The food of the Yucatán—thanks to both its relative isolation from the rest of Mexico, and its international seaports—is a distinctive hybrid of Mayan, Spanish, Mexican, and Caribbean influences. Lopez does a solid job with standards like poc chuc, cochinita pibil, and the various soups that make up most of the menu.

Three excellent Yucatecan appetizers are worth ordering. Panuchos ($2) are a fresh corn tortilla, split and filled with pureed black beans, then deep fried before being topped with lettuce, ripe tomato, avocado, and your choice of meat. Salbutes ($2) are a griddle- or pan-fried fresh tortilla, puffed up slightly from the heat, and topped in a similar fashion. Their lightly stuffed ground pork empanadas ($2.99) have a tender cornmeal dough with a crisp, nutty crust. Each is topped with house-pickled cabbage and red onions, which give them an appreciable sour counterpoint as well as enticing visual appeal. Fresh orange and green habanero salsas are the only ones on offer, as the Yucatán doesn't pussyfoot around with jalapeños.

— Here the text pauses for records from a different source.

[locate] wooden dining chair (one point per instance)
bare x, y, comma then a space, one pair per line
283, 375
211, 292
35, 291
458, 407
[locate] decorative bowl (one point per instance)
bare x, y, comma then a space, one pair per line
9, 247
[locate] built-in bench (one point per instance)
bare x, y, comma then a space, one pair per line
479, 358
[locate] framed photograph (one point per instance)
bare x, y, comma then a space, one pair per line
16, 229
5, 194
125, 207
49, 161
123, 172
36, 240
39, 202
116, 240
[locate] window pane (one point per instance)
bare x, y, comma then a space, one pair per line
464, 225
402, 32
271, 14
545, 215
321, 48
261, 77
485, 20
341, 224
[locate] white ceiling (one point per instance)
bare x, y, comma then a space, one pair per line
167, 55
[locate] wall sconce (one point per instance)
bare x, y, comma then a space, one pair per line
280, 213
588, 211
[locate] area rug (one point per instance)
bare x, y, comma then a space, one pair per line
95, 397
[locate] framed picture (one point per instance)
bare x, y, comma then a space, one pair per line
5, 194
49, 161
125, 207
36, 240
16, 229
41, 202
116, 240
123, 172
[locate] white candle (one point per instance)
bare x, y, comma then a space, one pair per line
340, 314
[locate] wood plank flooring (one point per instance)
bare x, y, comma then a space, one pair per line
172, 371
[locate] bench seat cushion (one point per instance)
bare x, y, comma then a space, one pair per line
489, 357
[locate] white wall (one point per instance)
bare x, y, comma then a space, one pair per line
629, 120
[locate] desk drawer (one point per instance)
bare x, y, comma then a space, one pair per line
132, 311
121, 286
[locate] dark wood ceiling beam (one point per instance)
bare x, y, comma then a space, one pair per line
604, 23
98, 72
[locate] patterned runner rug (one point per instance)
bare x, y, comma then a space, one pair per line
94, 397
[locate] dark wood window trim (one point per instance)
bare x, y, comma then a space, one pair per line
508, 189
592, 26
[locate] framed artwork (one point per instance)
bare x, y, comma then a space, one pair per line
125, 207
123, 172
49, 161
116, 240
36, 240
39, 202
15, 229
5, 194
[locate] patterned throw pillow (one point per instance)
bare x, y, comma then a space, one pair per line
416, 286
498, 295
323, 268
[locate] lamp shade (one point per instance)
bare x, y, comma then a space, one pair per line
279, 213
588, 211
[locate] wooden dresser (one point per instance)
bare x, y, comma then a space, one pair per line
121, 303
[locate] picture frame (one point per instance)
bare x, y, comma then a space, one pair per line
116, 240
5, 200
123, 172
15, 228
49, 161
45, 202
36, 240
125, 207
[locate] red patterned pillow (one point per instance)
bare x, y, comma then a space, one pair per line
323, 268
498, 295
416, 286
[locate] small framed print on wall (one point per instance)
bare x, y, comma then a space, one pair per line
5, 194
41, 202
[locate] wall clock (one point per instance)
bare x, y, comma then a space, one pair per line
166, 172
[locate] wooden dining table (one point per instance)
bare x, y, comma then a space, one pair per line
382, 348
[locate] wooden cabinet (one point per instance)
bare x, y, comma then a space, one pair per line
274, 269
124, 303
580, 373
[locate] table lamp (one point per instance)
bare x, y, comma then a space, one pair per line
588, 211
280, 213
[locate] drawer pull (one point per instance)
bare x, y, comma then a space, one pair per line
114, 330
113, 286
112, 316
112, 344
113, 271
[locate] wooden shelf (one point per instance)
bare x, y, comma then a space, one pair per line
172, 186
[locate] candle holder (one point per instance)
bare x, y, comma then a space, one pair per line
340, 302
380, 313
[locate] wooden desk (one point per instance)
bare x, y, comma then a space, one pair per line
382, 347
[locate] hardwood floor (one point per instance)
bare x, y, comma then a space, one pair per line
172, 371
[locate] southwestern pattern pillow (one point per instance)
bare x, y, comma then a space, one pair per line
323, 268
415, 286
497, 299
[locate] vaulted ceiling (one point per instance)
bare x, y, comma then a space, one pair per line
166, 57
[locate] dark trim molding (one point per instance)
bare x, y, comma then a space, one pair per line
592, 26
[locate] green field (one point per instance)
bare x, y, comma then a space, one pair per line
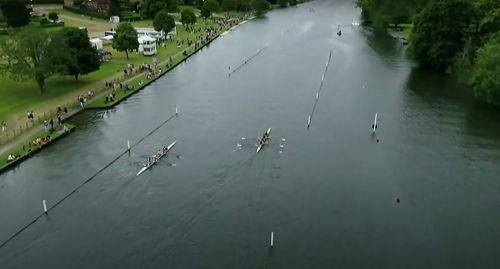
22, 151
16, 98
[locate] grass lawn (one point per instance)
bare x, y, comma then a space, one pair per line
27, 147
16, 98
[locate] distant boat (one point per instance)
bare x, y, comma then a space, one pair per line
263, 140
160, 154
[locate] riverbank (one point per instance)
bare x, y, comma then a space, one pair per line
142, 81
138, 82
61, 91
33, 145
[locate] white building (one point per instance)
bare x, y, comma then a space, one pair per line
96, 43
147, 45
158, 35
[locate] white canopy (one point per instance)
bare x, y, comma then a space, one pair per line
146, 38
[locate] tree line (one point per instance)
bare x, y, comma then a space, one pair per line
36, 55
456, 37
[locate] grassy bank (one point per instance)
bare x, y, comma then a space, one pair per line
28, 148
16, 98
141, 81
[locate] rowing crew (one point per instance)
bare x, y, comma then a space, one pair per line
156, 157
264, 138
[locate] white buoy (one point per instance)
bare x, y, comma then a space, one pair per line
44, 206
272, 239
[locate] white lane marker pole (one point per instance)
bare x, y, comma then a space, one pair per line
272, 239
44, 206
375, 123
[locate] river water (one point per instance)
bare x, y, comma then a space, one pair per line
329, 196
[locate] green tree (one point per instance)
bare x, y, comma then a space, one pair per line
33, 54
486, 73
163, 22
260, 6
187, 16
15, 12
53, 16
205, 12
84, 57
228, 5
282, 3
243, 5
171, 5
439, 32
125, 38
115, 8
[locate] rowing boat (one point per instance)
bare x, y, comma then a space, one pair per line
146, 167
266, 137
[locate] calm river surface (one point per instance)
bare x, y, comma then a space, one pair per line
329, 197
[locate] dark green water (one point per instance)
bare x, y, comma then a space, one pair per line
329, 197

Soups and braises, served with more handmade tortillas, make up much of the entrées. The massive chocolomo ($9.99), a beef offal soup, is a light, flavorful, fairly salty broth with perfectly cooked hunks of tail, tongue, cheek, rib, and a few other hard-to-identify bits. Dressed with diced cucumber, cilantro, and lime, it offers several shades of deep and pure beef flavor, but extracting all the meat cleanly can take some doing. More manageable is the striking relleno negro ($9.99), a turkey stew with a black broth of recado negro, a paste made from thoroughly burned chilies. Generous slabs of a Scotch egg-like stuffed turkey meatloaf share the bowl with the moist and tender breast meat, its flavor still delicate and clear over the smoky but far from acrid soup. Relleno blanco ($9.99) has the same pulled turkey and meatloaf, but in a thickened white broth like you'd get with chicken and dumplings. Save for the pickled jalapeños and onion that garnish it, it could nearly be an all-American comfort dish. The delicious escabeche ($9.99) has the same ingredients, only in a clear broth that has the richness and flavor of fresh stock—chicken (well, turkey) soup for the Yucatecan soul.

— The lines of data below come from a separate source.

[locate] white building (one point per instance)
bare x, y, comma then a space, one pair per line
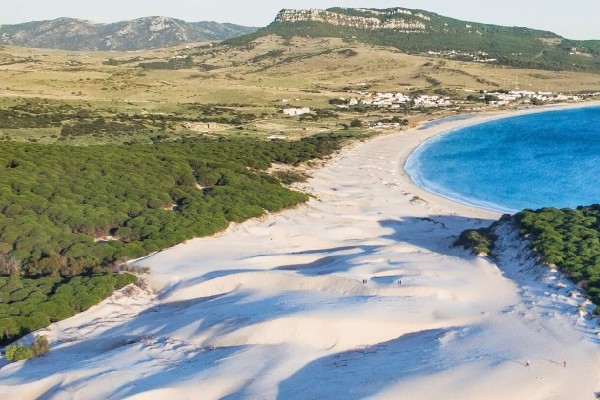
292, 112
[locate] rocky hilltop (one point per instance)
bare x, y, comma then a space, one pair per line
398, 19
424, 32
142, 33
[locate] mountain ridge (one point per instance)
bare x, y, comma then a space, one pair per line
138, 34
416, 31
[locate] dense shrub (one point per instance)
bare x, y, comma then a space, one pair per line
40, 345
480, 241
568, 240
18, 352
58, 202
46, 300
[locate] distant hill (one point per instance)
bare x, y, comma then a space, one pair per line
142, 33
418, 31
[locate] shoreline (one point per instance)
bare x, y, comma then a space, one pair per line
356, 294
423, 134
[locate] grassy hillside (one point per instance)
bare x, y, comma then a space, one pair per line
110, 156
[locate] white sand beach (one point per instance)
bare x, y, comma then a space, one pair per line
276, 308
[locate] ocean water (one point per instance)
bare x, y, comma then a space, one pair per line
546, 159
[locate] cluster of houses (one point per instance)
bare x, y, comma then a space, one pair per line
479, 56
524, 96
397, 101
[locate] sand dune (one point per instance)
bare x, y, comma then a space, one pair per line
277, 308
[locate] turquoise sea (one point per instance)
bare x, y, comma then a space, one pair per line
546, 159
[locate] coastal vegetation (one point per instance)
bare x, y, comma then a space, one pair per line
66, 210
479, 241
569, 240
28, 304
20, 352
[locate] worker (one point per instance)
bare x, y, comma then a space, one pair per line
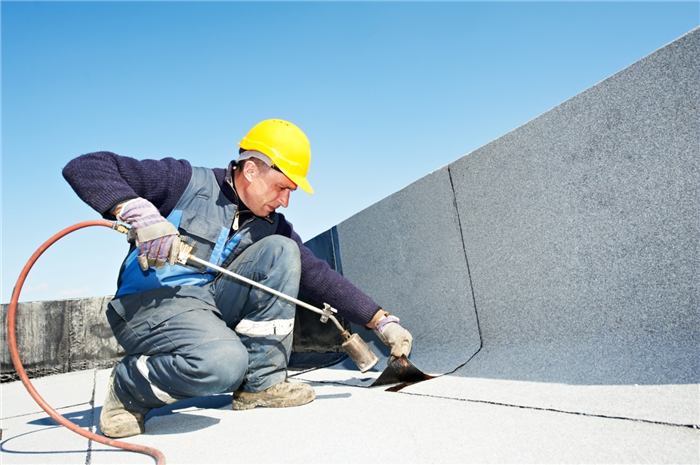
189, 331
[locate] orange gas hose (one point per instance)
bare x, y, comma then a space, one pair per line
155, 453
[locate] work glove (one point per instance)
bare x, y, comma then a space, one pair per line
156, 238
394, 336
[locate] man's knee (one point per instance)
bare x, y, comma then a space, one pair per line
217, 365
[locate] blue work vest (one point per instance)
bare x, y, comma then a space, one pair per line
204, 216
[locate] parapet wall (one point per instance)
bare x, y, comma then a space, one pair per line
565, 251
59, 336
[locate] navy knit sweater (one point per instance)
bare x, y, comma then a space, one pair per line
103, 180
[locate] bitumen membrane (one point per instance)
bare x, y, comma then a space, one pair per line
449, 419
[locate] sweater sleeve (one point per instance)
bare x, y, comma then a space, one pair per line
323, 284
104, 180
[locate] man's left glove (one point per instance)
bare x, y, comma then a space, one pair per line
157, 239
394, 335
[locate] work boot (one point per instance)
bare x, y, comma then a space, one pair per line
284, 394
116, 421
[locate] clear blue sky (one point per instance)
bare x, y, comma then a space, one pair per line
387, 91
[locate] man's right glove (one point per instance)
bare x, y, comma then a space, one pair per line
157, 239
394, 335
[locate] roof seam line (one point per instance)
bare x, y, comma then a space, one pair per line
567, 412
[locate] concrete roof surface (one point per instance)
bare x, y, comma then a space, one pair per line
445, 420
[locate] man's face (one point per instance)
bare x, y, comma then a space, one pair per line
267, 192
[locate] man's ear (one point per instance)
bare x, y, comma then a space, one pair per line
250, 170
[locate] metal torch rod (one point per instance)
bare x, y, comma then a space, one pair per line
266, 289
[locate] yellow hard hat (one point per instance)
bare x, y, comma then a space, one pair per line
287, 147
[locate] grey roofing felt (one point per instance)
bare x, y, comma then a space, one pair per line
345, 424
550, 278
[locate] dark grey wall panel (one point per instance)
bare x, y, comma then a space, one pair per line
406, 252
582, 229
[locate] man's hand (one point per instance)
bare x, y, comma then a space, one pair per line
394, 335
157, 239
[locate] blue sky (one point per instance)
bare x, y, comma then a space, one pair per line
386, 91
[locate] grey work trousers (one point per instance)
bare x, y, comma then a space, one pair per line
188, 341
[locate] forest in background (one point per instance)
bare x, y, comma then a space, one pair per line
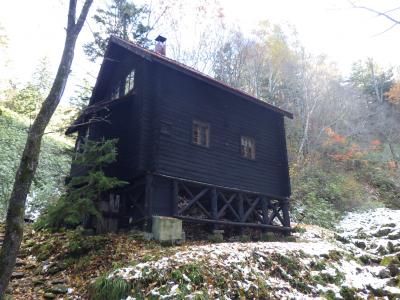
343, 143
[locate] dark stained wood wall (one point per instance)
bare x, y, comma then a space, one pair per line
155, 129
180, 99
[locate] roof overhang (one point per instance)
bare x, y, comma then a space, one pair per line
161, 59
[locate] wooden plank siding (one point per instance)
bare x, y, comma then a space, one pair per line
180, 99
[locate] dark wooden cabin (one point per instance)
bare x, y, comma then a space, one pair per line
190, 146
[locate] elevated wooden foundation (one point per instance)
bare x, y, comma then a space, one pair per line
156, 194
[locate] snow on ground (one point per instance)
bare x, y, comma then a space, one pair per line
363, 260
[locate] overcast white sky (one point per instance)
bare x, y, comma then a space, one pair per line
36, 29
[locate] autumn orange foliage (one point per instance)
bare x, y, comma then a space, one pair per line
392, 165
337, 138
347, 150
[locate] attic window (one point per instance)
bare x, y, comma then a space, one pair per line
248, 147
115, 92
129, 82
201, 133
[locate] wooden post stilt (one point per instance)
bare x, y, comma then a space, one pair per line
148, 202
285, 212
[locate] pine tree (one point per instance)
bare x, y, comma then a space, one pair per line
79, 202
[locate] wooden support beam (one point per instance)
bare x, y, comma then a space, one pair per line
241, 207
220, 222
193, 200
174, 198
148, 201
264, 209
285, 212
228, 205
214, 204
184, 187
251, 209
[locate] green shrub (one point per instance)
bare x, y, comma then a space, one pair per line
54, 164
386, 183
79, 202
321, 196
79, 244
109, 288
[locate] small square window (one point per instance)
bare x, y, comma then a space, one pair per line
129, 82
248, 147
201, 133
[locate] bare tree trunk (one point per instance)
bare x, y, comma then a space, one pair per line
30, 156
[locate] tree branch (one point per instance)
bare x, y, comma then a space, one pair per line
71, 14
379, 14
83, 15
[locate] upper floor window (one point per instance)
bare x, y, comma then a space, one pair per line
248, 147
115, 92
201, 133
129, 82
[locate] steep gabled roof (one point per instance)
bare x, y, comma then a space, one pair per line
161, 59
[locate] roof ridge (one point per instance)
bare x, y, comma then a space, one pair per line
200, 75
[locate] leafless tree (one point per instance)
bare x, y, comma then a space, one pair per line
30, 155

Poc chuc ($12.99) is a handsomely plated feast of thinly sliced, grilled pork, nicely caramelized and minimally seasoned, on a bed of lettuce and cabbage, with avocados, radish, cilantro, tomato, and onions. It's meant for building tacos, and the accompanying puree of black beans serves as its sauce. Most highly recommended is the cochinita pibil ($9.99), perhaps the Yucatán's most emblematic dish. It's faithfully made here, with pork, achiote paste, and bitter orange juice wrapped in plantain leaf and roasted/braised for hours. The flavors arising from the vibrant, slightly tart orange broth are complete and enticing.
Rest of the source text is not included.